Speaker of the House Mike Johnson (R-LA) assured that Congress is “fully in support” of Education Secretary Linda McMahon‘s efforts to eliminate her department at the request of President Donald Trump.
Johnson is fresh from a successful vote in the House to fund the government to avoid a shutdown. The Senate will vote on that later this week. Meanwhile, he supported removing the “bureaucratic bloat” that McMahon claims has befallen the department. On Fox News’s Fox and Friends Wednesday, Johnson responded to McMahon, acknowledging she will need Congress’s help.
“[McMahon] is talking about efficiency and accountability. She is talking about directing resources to the places they matter the most, and that’s to the hands of the local school boards, to parents who can direct their children’s education,” Johnson said. “So this is a time for change. I think this will serve students, parents, teachers, administrators better to have that down at the local level. And Secretary McMahon is bringing that change about. This is a longtime coming. You will have a greater choice for parents and students. You will have a lot better outcomes, I think. This is something we all applaud.”
The speaker agreed that the Education Department has used taxpayer dollars as a way of “enriching teacher’s unions,” which has resulted in the United States “falling behind other countries in education standards and the test scores and all the rest.”
However, Johnson’s Democratic colleagues in the House disagree with the changes to education. Rep. Ro Khanna (D-CA), for example, raised concerns that Title I schools that educate special needs children would be in “jeopardy.”
MULTIAGENCY TASK FORCE REVIEWS COLUMBIA FUNDING OVER ‘INACTION’ ON ANTISEMITISM
The department has already lost staff and will continue to lay off more. Of its initial 4,133 staff, 259 accepted a deferred resignation package, 313 accepted a $25,000 separation payment, and 63 probationary employees were let go last month. In addition, 1,315 more people will soon be laid off, leaving a little more than half the original workforce at 2,183.

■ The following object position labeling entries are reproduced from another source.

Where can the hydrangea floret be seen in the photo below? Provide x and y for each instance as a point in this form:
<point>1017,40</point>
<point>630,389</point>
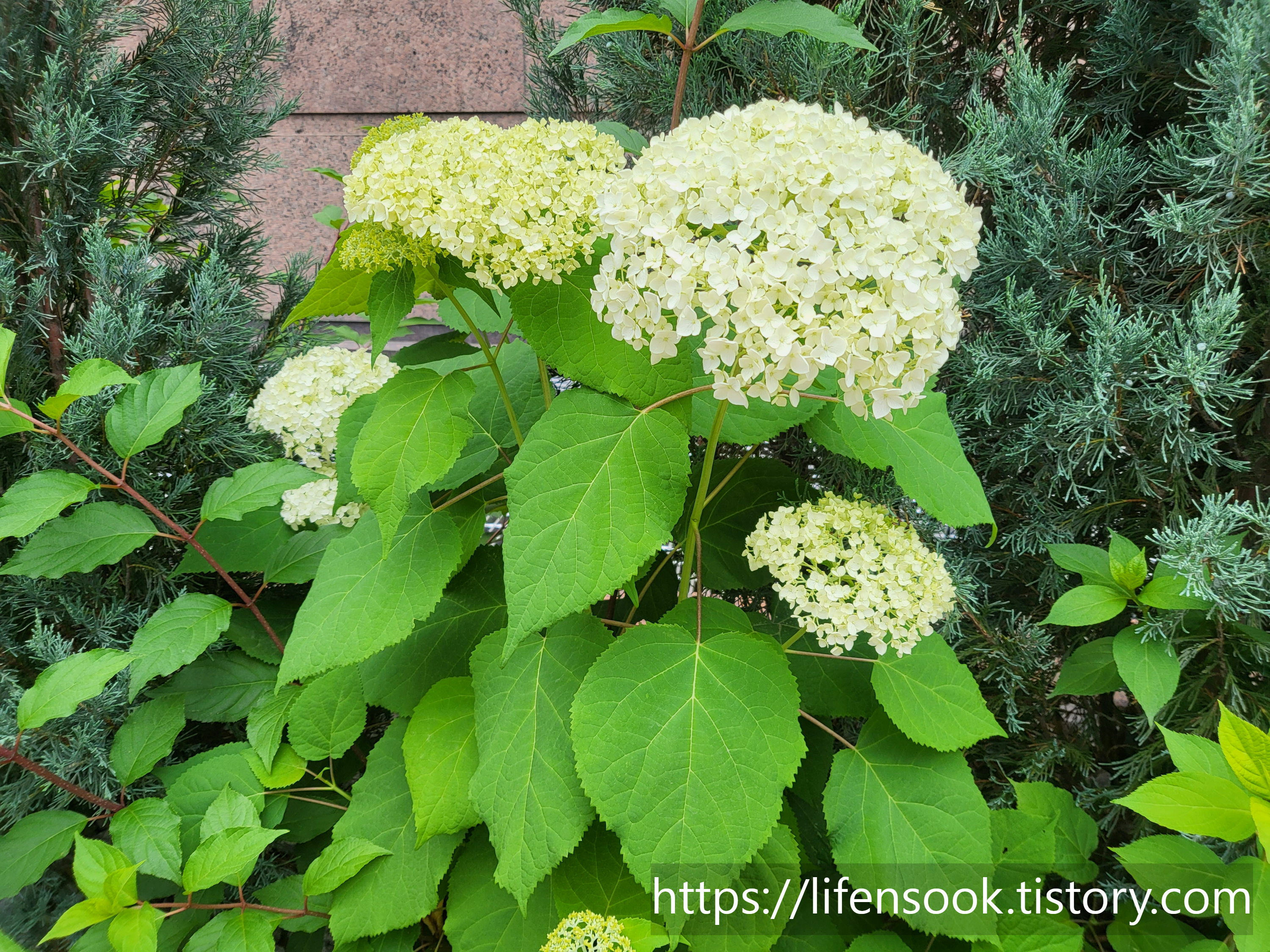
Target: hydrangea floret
<point>301,405</point>
<point>850,567</point>
<point>514,205</point>
<point>795,239</point>
<point>587,932</point>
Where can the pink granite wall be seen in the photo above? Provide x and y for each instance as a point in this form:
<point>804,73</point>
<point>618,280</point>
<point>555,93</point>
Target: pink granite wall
<point>357,63</point>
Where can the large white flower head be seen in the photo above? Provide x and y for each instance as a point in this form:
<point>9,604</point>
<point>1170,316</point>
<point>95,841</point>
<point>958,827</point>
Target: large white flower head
<point>799,240</point>
<point>514,205</point>
<point>849,567</point>
<point>301,403</point>
<point>588,932</point>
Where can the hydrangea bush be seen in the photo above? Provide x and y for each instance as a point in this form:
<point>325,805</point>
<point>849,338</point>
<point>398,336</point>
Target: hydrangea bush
<point>469,633</point>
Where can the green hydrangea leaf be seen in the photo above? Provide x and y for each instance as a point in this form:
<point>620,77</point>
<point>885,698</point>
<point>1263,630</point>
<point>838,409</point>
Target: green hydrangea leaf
<point>594,493</point>
<point>470,608</point>
<point>482,917</point>
<point>933,697</point>
<point>33,843</point>
<point>417,431</point>
<point>146,738</point>
<point>440,749</point>
<point>254,488</point>
<point>1151,669</point>
<point>797,17</point>
<point>98,534</point>
<point>63,686</point>
<point>397,890</point>
<point>174,636</point>
<point>149,831</point>
<point>144,413</point>
<point>526,787</point>
<point>912,817</point>
<point>221,687</point>
<point>329,716</point>
<point>1089,671</point>
<point>373,598</point>
<point>708,740</point>
<point>33,501</point>
<point>600,22</point>
<point>924,450</point>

Additionally, the Education Department, combined with the Health and Human Services Department and General Services Administration, determined whether universities violated Title VI of the Civil Rights Act by allowing protests to escalate to antisemitism. The multiagency task force’s first act under President Donald Trump’s executive order on measures to combat antisemitism was to evaluate Columbia University. The campus is already combating rumors of layoffs and lab closures.